250231 Youth Participatory Action Researchers (PAR) conduct community assessments and community health interventions

Tuesday, November 1, 2011

Mia Luluquisen, DrPH, MPH, RN , Alameda County Public Health Department, Community Asssessment Planning and Education/Evaluation Unit, Oakland, CA
Korin Merle , City College of San Francisco, Oakland, CA
Tammy Lee, MPH , Alameda County Public Health Department, Oakland, CA
Evette Brandon, MPH , Community, Assessment, Planning & Evaluation, Alameda County Public Health Department, Oakland, CA
Participatory action research (PAR) involves collaboration between researchers and the people they study to identify, explore and address issues. Since 2007, the Alameda County Public Health Department has engaged youth ages 12-24 years old from low-income Oakland neighborhoods in PAR to identify youth priorities for building healthier and safer communities. This youth PAR project is part of a larger public health project with the Alameda County Public Health Department and City of Oakland's City Neighborhood Initiative (CCNI) in Oakland, CA. The CCNI formed two neighborhood youth groups and joined them into the Oakland Youth Movement (OYM). Consequently, OYM conducted 2 neighborhood-level youth surveys with 200 youth. With mentorship from adult researchers, youth created survey questions, collected survey data through face-to-face interviews, input data, analyzed quantitative and qualitative data and developed data presentations to community members and leaders, partner organizations and policy makers. Among survey findings, the youth identified drugs (91%), violence (87%), not enough youth activities (79%), lack of jobs for youth (77%) and trash on the streets (73%) as problems that directly affect their health. Subsequently, OYM developed youth-friendly health promotion activities on nutrition, physical fitness and violence prevention. In one of the neighborhoods, they developed a community-wide program that provided day-long play activities, health education on nutrition, violence prevention and gang awareness workshops. Using their PAR results, Oakland youth have begun to influence policy makers to take action on their identified priorities, such as the commitment to build the West Oakland Teen Center.

Learning Areas:
Administer health education strategies, interventions and programs
Assessment of individual and community needs for health education
Planning of health education strategies, interventions, and programs
Program planning
Public health or related research

Learning Objectives:
Participants will describe the rationale for youth as an important population that conducts community research and provide community health interventions. Participants will describe the participatory action research process that youth learned and implemented.

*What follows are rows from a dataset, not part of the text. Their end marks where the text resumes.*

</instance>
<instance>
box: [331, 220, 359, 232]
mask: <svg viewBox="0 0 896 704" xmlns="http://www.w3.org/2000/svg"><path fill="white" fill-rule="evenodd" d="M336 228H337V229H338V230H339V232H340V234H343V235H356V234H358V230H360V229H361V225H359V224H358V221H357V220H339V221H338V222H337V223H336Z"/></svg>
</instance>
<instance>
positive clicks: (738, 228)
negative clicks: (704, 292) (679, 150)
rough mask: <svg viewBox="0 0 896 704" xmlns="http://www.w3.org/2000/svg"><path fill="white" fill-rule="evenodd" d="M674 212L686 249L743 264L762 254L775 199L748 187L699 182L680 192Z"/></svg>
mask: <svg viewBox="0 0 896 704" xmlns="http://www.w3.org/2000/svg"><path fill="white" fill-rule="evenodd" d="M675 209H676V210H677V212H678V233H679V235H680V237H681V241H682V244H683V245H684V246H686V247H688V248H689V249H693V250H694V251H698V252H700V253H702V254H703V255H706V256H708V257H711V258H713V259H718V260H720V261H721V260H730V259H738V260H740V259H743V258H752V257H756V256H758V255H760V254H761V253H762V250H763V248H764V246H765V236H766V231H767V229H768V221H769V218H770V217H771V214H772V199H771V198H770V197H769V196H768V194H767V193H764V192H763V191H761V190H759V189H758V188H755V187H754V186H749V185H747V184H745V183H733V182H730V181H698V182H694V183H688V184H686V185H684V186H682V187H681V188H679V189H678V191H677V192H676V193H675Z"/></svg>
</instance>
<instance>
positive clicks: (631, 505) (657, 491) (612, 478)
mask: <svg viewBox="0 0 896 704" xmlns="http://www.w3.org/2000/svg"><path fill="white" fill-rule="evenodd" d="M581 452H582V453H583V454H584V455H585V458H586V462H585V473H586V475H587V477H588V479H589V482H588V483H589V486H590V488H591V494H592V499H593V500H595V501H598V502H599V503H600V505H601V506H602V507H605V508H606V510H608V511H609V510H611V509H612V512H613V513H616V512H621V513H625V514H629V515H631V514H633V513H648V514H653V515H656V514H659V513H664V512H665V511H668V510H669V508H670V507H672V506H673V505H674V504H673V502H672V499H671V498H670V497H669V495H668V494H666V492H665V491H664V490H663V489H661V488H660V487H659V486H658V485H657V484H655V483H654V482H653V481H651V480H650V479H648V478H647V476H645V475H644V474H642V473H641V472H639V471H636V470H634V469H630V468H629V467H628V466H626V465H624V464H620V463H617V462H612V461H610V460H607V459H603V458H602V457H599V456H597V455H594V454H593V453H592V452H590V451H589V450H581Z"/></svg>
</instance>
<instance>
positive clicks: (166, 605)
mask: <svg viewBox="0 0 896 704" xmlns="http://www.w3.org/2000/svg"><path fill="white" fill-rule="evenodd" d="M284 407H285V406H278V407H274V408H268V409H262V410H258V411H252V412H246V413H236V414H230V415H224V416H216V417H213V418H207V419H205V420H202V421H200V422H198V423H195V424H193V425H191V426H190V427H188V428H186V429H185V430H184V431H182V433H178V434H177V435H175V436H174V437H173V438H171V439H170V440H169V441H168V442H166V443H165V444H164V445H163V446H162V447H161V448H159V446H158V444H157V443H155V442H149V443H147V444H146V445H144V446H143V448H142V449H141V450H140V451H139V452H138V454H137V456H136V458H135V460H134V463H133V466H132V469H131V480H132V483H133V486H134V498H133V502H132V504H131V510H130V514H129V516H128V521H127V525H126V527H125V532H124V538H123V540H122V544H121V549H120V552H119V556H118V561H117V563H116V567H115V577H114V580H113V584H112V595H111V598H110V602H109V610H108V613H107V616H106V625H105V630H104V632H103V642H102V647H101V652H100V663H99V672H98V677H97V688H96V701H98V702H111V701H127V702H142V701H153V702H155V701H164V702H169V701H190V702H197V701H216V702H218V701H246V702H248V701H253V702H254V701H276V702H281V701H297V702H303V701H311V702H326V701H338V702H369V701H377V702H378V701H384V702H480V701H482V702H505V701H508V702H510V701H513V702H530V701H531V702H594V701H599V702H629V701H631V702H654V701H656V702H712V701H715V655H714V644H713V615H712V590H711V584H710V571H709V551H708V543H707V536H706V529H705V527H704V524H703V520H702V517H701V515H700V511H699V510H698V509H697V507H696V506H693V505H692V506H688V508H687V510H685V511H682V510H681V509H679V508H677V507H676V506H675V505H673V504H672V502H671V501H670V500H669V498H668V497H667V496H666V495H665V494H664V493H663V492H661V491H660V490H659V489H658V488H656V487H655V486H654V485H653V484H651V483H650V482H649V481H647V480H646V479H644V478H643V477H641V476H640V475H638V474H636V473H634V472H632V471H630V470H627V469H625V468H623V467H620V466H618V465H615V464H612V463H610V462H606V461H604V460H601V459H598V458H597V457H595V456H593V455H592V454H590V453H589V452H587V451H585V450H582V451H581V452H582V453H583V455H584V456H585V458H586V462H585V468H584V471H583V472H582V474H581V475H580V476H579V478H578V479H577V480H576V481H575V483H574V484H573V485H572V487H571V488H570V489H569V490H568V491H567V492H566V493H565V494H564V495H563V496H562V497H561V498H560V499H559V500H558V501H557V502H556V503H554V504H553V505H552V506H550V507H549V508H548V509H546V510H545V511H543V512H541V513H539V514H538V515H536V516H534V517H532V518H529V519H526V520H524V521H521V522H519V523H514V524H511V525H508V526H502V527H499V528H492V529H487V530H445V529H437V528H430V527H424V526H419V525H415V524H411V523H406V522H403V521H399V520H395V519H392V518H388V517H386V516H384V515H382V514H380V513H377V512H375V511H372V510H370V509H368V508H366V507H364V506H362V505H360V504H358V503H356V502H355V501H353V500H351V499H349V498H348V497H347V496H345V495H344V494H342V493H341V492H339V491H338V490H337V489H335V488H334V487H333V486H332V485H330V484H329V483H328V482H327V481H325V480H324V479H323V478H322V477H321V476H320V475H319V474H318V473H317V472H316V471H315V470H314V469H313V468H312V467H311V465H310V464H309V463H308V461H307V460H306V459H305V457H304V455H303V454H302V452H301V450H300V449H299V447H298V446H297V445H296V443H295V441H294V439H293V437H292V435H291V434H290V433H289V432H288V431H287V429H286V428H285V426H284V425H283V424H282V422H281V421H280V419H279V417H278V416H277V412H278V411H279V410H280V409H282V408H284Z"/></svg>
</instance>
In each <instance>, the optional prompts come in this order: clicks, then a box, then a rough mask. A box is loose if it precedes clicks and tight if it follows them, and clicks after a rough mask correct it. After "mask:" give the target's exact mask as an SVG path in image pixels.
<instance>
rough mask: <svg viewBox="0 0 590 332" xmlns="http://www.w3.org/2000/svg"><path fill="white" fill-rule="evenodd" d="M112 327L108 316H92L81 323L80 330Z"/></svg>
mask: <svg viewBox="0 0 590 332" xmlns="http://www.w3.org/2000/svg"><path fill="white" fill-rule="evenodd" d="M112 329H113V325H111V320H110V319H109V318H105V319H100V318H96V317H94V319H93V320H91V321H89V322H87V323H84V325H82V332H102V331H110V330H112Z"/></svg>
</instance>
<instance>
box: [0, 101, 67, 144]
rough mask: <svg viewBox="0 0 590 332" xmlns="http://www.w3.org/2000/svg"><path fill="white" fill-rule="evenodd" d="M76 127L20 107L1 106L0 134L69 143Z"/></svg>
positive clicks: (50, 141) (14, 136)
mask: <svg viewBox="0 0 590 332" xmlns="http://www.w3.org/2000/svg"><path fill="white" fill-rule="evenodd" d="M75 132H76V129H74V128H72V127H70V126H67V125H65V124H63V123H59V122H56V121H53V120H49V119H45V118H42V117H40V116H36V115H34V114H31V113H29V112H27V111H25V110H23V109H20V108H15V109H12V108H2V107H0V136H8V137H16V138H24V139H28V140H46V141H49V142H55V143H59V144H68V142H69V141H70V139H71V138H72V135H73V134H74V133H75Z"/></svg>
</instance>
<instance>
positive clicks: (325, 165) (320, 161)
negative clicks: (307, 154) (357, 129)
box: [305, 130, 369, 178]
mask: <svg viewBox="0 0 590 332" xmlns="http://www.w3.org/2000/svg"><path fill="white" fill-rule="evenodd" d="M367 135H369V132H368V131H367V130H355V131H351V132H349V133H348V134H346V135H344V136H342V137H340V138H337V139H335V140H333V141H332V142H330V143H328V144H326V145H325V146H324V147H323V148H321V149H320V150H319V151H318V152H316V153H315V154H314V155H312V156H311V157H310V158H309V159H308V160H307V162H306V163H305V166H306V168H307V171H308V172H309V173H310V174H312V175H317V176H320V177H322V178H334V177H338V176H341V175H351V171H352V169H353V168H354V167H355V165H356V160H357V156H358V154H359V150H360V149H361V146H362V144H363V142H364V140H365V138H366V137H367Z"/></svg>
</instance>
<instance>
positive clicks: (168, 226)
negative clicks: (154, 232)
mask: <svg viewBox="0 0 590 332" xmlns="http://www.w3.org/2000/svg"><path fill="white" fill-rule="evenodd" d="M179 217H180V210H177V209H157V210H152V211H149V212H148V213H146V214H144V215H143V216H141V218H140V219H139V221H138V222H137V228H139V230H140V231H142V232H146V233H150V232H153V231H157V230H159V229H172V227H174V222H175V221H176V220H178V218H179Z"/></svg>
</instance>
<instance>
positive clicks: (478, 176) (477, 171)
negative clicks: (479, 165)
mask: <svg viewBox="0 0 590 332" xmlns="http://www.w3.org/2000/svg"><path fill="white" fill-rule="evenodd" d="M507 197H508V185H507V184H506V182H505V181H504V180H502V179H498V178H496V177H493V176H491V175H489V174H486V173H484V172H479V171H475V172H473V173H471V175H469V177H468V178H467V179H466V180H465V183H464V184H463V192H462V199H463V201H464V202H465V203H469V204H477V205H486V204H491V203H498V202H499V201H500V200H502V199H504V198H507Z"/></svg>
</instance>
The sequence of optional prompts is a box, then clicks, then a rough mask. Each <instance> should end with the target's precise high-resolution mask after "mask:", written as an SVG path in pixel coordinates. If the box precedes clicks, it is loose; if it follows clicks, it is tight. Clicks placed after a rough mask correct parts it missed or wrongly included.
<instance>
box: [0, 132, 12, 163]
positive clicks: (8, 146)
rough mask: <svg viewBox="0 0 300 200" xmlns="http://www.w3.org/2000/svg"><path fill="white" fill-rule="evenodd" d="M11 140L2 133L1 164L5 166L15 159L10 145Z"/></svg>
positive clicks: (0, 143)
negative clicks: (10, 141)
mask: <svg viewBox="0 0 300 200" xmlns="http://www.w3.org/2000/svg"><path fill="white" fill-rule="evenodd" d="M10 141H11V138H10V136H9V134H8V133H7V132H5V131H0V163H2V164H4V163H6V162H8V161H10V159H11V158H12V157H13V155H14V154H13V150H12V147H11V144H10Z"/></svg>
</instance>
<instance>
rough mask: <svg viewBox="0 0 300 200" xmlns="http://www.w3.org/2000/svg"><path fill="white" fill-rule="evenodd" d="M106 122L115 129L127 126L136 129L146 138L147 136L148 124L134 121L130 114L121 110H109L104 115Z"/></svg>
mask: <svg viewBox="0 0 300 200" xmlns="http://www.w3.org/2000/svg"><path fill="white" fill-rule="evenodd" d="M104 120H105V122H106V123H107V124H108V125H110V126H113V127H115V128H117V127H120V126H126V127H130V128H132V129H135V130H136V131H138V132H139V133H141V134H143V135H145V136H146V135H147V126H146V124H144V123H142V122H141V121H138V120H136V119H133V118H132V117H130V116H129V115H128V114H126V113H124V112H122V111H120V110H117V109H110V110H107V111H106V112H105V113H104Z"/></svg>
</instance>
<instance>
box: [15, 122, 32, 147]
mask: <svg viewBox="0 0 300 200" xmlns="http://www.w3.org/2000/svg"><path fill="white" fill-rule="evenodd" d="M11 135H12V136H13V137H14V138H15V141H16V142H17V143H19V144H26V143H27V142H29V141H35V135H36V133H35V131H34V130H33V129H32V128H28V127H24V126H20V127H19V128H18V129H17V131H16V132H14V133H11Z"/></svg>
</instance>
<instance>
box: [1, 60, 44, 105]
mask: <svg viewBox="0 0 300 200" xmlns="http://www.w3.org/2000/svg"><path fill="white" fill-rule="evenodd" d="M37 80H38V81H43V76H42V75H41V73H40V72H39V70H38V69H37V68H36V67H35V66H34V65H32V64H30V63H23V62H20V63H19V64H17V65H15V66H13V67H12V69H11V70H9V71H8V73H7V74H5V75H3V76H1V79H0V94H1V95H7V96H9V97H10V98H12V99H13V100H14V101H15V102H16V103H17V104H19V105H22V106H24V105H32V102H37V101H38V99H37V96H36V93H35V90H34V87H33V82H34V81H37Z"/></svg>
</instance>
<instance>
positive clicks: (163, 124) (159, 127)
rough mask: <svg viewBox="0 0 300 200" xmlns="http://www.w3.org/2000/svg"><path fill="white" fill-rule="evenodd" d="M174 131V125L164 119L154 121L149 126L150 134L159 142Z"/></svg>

Keywords: Participatory Action Research, Youth at Work

Presenting author's disclosure statement:

Qualified on the content I am responsible for because: I have worked closely and have supervised the youth researchers and other staff in their community assessment and community health intervention projects.
Any relevant financial relationships? No

I agree to comply with the American Public Health Association Conflict of Interest and Commercial Support Guidelines, and to disclose to the participants any off-label or experimental uses of a commercial product or service discussed in my presentation.